Il caso della scuola media di Sassari e le difficoltà degli insegnanti
La logica del branco può diventare l’unica possibile identità
Due notizie di bullismo giovanile in prima pagina. La prima quella della ragazzina di una scuola media di Sassari aggredita da una piccola banda di coetanee all’uscita di scuola, alla presenza di altri compagni che se la ridevano; la seconda riguarda invece uno studente universitario pestato a sangue da un innamorato geloso, anche lui «assistito» da due complici che trattenevano la fidanzatina, affinché capisse con chi doveva stare. In entrambi i casi, avvenuti in orari diversi ma in luoghi abbastanza vicini, l’elemento comune è stato, dunque, l’azione violenta del gruppo nei confronti di un singolo avversario, con chiari intenti vendicativi. Ma mentre nel secondo caso ci si imbatte in un tipo di violenza quasi di stampo mafioso, nel caso della ragazzina della scuola media – la cui «colpa» più grave è stata, forse, quella di aver «fatto la spia» alla prof, in occasione di una prima aggressione subita nel bagno della scuola – ci troviamo invece davanti ad una forma di bullismo scolastico che purtroppo è diventato ormai classico.
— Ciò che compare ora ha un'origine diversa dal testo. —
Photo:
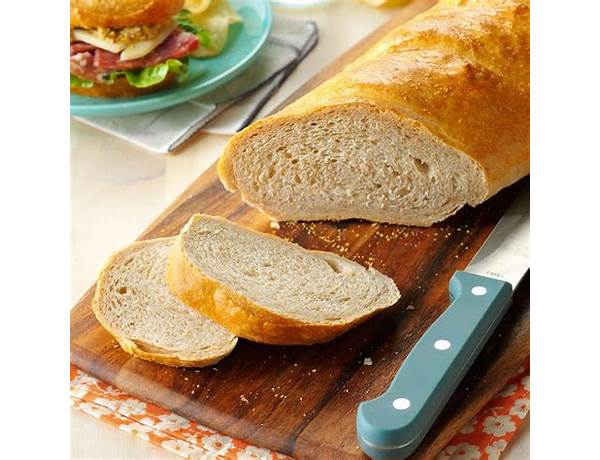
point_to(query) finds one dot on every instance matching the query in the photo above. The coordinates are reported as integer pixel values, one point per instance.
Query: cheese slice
(93, 39)
(142, 48)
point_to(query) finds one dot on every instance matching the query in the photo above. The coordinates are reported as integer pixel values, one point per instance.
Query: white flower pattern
(462, 451)
(495, 449)
(132, 407)
(254, 453)
(498, 425)
(525, 382)
(172, 422)
(178, 447)
(198, 442)
(136, 429)
(520, 408)
(217, 443)
(93, 409)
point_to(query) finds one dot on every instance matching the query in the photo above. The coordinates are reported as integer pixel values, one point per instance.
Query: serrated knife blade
(394, 424)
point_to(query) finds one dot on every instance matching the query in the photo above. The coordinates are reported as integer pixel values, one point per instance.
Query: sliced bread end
(133, 303)
(249, 318)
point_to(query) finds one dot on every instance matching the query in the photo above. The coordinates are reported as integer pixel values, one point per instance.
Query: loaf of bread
(133, 303)
(433, 117)
(269, 290)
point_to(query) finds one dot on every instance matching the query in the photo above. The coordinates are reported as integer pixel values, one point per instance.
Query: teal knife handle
(394, 424)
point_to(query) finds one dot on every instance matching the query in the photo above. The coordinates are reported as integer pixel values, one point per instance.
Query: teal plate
(244, 42)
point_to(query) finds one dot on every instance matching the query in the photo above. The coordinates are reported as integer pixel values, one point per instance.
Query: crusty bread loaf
(117, 14)
(433, 117)
(134, 304)
(121, 88)
(269, 290)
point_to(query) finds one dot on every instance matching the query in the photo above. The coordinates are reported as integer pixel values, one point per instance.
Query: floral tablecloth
(486, 436)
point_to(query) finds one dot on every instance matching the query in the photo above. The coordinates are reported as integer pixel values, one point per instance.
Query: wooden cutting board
(302, 400)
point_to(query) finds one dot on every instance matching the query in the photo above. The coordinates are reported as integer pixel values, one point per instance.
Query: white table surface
(117, 189)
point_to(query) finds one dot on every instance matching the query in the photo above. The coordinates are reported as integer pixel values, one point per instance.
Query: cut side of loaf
(353, 162)
(269, 290)
(133, 303)
(434, 117)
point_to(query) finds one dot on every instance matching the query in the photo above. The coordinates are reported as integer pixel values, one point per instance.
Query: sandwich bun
(118, 14)
(122, 88)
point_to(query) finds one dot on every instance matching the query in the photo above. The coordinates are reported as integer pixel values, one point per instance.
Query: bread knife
(394, 424)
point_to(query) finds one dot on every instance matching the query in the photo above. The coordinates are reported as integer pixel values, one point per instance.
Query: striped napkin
(163, 131)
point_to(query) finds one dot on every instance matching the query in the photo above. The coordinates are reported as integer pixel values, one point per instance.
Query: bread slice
(269, 290)
(434, 117)
(133, 303)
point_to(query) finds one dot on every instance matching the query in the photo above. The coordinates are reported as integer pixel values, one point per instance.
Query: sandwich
(125, 48)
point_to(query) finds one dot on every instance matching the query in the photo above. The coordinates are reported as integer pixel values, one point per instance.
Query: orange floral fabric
(484, 437)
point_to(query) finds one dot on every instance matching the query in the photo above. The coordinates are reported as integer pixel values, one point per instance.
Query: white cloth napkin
(237, 102)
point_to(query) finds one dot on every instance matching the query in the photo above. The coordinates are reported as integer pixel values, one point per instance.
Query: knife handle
(393, 425)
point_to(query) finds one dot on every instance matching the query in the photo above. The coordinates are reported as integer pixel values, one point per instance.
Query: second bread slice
(268, 290)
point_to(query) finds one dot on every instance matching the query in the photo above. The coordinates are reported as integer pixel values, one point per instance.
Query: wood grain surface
(302, 400)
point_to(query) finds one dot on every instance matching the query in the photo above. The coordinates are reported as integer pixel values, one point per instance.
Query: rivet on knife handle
(394, 424)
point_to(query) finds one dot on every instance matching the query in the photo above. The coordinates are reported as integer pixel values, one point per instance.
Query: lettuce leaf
(149, 76)
(80, 82)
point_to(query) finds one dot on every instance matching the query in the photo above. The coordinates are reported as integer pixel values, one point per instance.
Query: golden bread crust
(130, 346)
(118, 13)
(461, 70)
(121, 88)
(240, 315)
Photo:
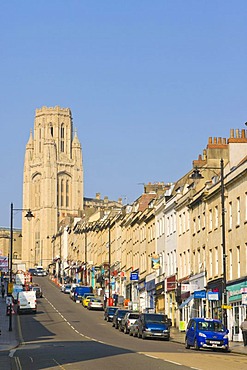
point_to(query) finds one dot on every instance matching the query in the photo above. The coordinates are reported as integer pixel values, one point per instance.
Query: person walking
(243, 327)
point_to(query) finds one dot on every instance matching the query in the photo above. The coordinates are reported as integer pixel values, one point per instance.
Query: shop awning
(187, 301)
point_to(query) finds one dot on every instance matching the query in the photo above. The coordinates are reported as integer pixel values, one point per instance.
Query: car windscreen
(155, 318)
(211, 326)
(112, 310)
(134, 316)
(121, 313)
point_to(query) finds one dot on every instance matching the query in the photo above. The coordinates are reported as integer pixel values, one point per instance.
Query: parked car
(40, 271)
(153, 325)
(67, 288)
(16, 289)
(133, 329)
(86, 298)
(109, 312)
(80, 291)
(117, 317)
(37, 289)
(128, 319)
(32, 271)
(26, 302)
(206, 333)
(72, 290)
(95, 304)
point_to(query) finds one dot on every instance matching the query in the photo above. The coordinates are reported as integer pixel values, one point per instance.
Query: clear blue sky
(148, 81)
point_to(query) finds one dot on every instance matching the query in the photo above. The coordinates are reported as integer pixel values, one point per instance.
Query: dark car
(109, 312)
(117, 317)
(128, 319)
(206, 333)
(153, 325)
Nella nostra vita esiste una età i cui non sei né carne né pesce. Hai appena lasciato i tuoi compagnetti delle elementari e le tue maestre col grembiule azzurro per inoltrarti nel buio oscuro dell’età puberale, con decine di professori dall’aria più o meno severa e un mucchio di compagni con gli ormoni in ebollizione che non sanno ancora a quale santo votarsi. L’unico approccio possibile con la nuova realtà appare spesso l’inserimento nel branco, dove puoi conquistare un ruolo e un’identità, anche a costo di trasformarti in un bulletto esecutore.
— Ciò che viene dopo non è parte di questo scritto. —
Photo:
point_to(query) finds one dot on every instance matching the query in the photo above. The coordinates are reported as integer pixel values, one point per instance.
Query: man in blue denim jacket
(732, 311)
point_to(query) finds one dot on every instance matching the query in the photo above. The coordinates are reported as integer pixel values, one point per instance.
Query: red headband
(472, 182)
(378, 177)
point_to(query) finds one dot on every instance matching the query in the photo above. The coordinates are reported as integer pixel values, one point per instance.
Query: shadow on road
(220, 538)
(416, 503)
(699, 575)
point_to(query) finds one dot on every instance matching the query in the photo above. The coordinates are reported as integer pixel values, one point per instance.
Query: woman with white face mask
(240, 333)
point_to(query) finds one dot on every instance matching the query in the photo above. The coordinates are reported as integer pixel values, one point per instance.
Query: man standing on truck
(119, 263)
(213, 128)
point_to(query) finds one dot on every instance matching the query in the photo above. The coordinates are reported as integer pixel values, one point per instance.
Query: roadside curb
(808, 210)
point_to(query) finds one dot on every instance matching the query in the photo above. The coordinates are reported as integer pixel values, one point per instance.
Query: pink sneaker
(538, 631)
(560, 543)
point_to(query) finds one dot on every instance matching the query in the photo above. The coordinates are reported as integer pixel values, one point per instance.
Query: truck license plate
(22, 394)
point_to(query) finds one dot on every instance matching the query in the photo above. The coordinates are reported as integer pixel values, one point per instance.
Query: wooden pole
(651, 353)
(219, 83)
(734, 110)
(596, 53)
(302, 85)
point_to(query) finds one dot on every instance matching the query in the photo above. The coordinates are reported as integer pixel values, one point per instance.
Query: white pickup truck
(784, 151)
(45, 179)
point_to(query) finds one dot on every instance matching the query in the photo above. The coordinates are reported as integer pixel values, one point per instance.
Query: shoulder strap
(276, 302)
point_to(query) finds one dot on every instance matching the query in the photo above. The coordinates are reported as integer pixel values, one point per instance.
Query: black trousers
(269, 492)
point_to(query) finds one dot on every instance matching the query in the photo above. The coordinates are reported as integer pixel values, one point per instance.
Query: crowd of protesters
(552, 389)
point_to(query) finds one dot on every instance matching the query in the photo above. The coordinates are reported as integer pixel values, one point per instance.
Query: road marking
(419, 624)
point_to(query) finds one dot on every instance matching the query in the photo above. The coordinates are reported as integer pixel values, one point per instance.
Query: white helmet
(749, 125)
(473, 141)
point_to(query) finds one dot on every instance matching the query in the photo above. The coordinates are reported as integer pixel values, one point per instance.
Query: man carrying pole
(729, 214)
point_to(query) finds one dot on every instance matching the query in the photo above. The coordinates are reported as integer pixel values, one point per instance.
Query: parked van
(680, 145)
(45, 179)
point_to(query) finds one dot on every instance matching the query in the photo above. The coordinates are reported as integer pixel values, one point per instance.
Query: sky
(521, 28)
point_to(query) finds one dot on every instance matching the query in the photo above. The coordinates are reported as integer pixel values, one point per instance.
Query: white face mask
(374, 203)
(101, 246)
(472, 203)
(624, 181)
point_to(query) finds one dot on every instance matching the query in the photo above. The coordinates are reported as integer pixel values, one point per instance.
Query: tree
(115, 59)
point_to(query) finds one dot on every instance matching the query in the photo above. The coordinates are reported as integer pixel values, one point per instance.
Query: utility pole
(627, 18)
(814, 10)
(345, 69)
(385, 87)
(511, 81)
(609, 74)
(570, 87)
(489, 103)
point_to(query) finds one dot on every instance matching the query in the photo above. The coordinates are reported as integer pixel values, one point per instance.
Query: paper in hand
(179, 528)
La cosa più difficile, in una classe del nostro tempo – anche in scuole d’eccellenza come quella della ragazzina vessata dalle compagne – è trovare il modo di difendere gli alunni più fragili dalle prepotenze dei bulletti da branco. La maggior parte dei ragazzi di una stessa classe non ama affatto il bullismo, ma qualche volta non può chiedere l’aiuto degli insegnanti senza rischiare di fare la figura della «spia», che non c’entra niente con l’omertà, ma fa parte invece di un più alto concetto di «onore» legato al senso di appartenenza, che ha pur sempre i suoi lati positivi. E se qualche volta l’insegnante coglie al volo le lamentele di un’alunna esasperata, non sempre è necessario fare nomi, cognomi e circostanze da scaricare sui colpevoli, pur censurando e punendo le malefatte di questi ultimi.